Jieneng Chen et al. Front Neurorobot. 2019.

. 2019 Jun 28:13:40.

doi: 10.3389/fnbot.2019.00040. eCollection 2019.

Authors

Jieneng Chen¹, Jingye Chen², Ruiming Zhang¹, Xiaobin Hu³

Affiliations

¹ Department of Computer Science, College of Electronics and Information Engineering, Tongji University, Shanghai, China.
² School of Computer Science, Fudan University, Shanghai, China.
³ Department of Computer Science, Technical University of Munich, Munich, Germany.

PMID: 31316366
PMCID: PMC6611356
DOI: 10.3389/fnbot.2019.00040

Abstract

An effective way to achieve intelligence is to simulate various intelligent behaviors in the human brain. In recent years, bio-inspired learning methods have emerged, and they are different from the classical mathematical programming principle. From the perspective of brain inspiration, reinforcement learning has gained additional interest in solving decision-making tasks as increasing neuroscientific research demonstrates that significant links exist between reinforcement learning and specific neural substrates. Because of the tremendous research that focuses on human brains and reinforcement learning, scientists have investigated how robots can autonomously tackle complex tasks in the form of making a self-driving agent control in a human-like way. In this study, we propose an end-to-end architecture using novel deep-Q-network architecture in conjunction with a recurrence to resolve the problem in the field of simulated self-driving. The main contribution of this study is that we trained the driving agent using a brain-inspired trial-and-error technique, which was in line with the real world situation. Besides, there are three innovations in the proposed learning network: raw screen outputs are the only information which the driving agent can rely on, a weighted layer that enhances the differences of the lengthy episode, and a modified replay mechanism that overcomes the problem of sparsity and accelerates learning. The proposed network was trained and tested under a third-party OpenAI Gym environment. After training for several episodes, the resulting driving agent performed advanced behaviors in the given scene. We hope that in the future, the proposed brain-inspired learning system would inspire practicable self-driving control solutions.

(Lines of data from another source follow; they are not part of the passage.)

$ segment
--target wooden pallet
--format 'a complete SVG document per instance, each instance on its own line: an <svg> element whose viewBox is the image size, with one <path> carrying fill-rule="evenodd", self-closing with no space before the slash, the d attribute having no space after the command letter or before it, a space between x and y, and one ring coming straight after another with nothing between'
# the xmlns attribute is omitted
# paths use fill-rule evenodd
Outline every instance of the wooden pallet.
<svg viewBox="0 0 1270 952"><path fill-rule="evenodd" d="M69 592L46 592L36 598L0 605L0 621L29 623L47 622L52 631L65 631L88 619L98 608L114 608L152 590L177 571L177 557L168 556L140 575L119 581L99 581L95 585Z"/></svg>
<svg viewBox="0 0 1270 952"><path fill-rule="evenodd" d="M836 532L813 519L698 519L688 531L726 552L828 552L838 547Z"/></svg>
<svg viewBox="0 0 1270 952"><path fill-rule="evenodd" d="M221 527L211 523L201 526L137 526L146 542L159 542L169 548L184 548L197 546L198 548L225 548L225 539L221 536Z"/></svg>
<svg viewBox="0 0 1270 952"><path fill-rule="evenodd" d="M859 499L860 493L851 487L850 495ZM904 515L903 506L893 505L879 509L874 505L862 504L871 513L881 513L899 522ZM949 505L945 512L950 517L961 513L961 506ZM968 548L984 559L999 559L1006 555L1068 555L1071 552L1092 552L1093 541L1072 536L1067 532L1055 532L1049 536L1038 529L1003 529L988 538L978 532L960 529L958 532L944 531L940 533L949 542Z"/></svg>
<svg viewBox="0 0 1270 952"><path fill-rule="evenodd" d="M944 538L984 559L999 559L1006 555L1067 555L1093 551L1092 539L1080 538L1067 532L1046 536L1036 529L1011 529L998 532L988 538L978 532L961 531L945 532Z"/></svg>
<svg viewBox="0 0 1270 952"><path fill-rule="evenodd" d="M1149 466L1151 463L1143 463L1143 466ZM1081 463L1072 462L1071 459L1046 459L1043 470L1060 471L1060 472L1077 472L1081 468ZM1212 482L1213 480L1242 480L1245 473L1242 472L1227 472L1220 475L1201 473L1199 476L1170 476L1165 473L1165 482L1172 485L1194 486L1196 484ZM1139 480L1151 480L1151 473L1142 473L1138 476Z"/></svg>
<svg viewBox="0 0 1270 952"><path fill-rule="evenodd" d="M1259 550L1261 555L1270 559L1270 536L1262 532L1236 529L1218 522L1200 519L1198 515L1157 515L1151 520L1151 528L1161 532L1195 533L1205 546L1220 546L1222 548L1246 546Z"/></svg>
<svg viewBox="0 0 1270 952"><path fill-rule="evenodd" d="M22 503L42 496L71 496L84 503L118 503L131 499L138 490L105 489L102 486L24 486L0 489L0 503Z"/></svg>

Keywords: brain-inspired learning; end-to-end architecture; recurrence; reinforcement learning; self-driving agent.

PubMed Disclaimer

Figures

**Figure 1**
The modified DRQN model. The value function was divided into two categories: the current value function Q and target value function Q′. The parameters in Q were assigned to Q′ per N episodes. The state contained two elements: o_t gained from the current environment and h_t−1 gained from former information. The agent performed action a using a specific policy, and the sequence (o_t, *a, r, o*_t′) was stored in the replay memory unit. We used a prioritized experience replay memory unit here. During training, the sequence was randomly chosen from the replay memory unit. We trained the network using gradient descent to make the current value function Q approach Q′ given a specific sequence. The loss function was shown in Equation (4).

**Figure 2**
Sequence updates in the recurrent network. Only the scores of the actions taken in states 5, 6, and 7 will be updated. The first four states provide a more accurate hidden state to the LSTM, while the last state provides a target for state 7.

**Figure 3**
An illustration of the architecture of our model. The input image is assigned to four convolution layers. The output of the convolution layers is split into two streams. The first stream (bottom) flattens the output and feeds it to an LSTM. The second one (top) flattens the output and feeds it to a fully connected layer. Then, we obtained an importance stream and value stream individually and multiplied them as the output. We stored the information in prioritized experience memory unit. As was shown in Figure 1, the network was trained using the DRQN loss function.

**Figure 4**
There are reward trends for two different maps. **(A)** corresponded to Farm and **(B)** corresponded to Raceway. After training for 1,750 episodes, we obtained the reward tendency. At about 400 episodes, the stability of the driving agent began to increase. After 1,400 episodes, the reward stabilized at a high level.

**Figure 5**
We visualized the first layer and obtain a direct view (left). However, many grids contain unreadable information such as the grid marked with a green frame. Because the first layer's output was quite abstract, we then visualized the last layer using deconvolution and obtained the right picture. It seemed to represent the wall element in the original graph. That means the agent could pay attention to the wall and then take suitable actions. Panel **(A)** shows the direct view visualization of the first layer of CNN. Panel **(B)** shows the visualization of the last layer of CNN using deconvolution.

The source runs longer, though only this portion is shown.